Lorna pulls over on a grass verge. I leap out of the Dolomite. I’m jumping up and down on the spot. Spiders make me do that.

“What’s wrong?” Lorna steps out of the car.

“There’s a spider. It’s huge.”

Lorna pokes her head through the open window on the driver’s side. “Where is it?”

“It was on the dashboard – on my side. Tell me when you’ve got it.” I’m still jumping. I’m glad this will be the last spider I see.

With her bare hands, Lorna picks up the hairy, brown spider and throws it on the grass. We get back inside the car and continue the journey in silence.

“You’re quiet,” Lorna says without a glance in my direction. I’ve noticed she rarely looks at me when she’s talking, even when we’re not in the car.

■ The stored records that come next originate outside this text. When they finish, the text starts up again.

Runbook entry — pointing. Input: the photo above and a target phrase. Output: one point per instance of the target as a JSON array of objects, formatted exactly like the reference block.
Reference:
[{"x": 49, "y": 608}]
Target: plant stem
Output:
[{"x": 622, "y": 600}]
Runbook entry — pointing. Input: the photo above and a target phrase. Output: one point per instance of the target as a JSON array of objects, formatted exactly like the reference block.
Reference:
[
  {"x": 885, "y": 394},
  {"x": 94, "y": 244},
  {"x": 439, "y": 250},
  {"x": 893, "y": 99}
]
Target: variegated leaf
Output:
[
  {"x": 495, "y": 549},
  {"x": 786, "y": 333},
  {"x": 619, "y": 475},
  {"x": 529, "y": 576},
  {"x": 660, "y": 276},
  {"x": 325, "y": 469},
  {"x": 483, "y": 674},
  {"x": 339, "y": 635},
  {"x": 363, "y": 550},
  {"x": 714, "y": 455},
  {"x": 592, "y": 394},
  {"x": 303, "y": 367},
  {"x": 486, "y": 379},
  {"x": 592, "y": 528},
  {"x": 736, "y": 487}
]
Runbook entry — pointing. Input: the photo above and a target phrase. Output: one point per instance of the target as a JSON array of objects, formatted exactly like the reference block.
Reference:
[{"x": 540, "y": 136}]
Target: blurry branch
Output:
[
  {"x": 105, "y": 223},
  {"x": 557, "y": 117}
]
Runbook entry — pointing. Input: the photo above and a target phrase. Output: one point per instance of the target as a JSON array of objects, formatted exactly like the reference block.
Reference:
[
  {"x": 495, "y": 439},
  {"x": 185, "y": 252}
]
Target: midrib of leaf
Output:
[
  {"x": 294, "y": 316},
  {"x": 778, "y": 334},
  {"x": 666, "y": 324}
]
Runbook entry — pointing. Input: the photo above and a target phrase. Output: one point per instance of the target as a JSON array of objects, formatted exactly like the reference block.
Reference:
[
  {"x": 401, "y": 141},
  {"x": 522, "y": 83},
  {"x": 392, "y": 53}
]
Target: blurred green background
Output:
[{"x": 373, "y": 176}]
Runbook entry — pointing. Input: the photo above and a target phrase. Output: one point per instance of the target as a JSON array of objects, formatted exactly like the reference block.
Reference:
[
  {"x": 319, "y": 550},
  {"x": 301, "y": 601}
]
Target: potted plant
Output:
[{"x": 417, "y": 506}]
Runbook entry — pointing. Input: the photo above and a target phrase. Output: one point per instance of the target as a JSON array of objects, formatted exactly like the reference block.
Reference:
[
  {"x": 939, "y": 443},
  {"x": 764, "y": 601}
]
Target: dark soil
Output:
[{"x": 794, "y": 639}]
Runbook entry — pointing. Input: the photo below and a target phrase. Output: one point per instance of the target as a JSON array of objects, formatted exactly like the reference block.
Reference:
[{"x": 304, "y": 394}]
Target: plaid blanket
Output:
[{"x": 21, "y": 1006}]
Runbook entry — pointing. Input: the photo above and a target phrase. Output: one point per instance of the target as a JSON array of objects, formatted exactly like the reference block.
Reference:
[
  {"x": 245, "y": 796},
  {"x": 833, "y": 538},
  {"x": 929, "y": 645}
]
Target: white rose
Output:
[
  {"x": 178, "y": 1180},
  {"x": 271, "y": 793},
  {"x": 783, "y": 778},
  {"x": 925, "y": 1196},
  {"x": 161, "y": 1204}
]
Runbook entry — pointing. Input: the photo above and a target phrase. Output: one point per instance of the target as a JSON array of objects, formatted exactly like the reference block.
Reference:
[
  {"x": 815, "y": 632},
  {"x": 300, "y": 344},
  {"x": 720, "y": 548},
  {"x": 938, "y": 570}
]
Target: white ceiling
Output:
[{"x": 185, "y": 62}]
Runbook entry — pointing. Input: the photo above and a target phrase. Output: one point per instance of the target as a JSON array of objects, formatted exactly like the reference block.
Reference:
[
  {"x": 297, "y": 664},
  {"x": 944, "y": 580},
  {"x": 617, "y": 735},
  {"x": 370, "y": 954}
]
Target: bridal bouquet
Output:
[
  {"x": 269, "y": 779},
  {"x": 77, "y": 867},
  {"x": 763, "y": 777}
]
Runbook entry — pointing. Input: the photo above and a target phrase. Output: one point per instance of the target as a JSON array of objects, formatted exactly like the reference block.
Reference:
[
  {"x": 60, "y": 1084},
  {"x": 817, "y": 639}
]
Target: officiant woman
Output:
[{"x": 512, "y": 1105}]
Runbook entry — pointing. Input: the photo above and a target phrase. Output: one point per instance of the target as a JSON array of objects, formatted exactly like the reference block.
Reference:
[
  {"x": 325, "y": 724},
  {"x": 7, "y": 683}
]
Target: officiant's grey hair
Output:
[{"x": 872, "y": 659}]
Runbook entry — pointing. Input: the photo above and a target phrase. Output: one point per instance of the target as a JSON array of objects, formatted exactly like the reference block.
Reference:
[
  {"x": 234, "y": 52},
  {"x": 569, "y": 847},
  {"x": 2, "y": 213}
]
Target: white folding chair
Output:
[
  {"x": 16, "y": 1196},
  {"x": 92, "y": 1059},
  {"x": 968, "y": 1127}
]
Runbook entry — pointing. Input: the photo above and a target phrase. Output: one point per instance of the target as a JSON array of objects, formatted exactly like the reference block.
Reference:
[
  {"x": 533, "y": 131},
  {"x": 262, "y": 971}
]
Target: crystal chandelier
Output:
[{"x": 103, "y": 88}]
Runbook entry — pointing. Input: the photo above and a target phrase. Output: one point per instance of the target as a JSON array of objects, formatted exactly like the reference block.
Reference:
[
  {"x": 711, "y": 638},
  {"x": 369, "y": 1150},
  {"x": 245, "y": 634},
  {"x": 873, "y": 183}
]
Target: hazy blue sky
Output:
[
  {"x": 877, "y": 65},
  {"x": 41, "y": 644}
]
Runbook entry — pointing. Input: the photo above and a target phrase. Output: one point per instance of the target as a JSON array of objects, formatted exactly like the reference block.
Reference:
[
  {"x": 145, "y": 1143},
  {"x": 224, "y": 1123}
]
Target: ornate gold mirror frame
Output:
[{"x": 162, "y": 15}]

She’s one of those people who isn’t good at making, let alone maintaining, eye contact. I put it down to the low- or no-self-esteem I imagine she suffers from.

“I’m just tired,” I say. The standard smackhead response. She knows it herself, I’m sure.

“You would tell me if there was something wrong, wouldn’t you?”

“Of course I would,” I reply. But I’m not exactly going to tell her my plan, am I?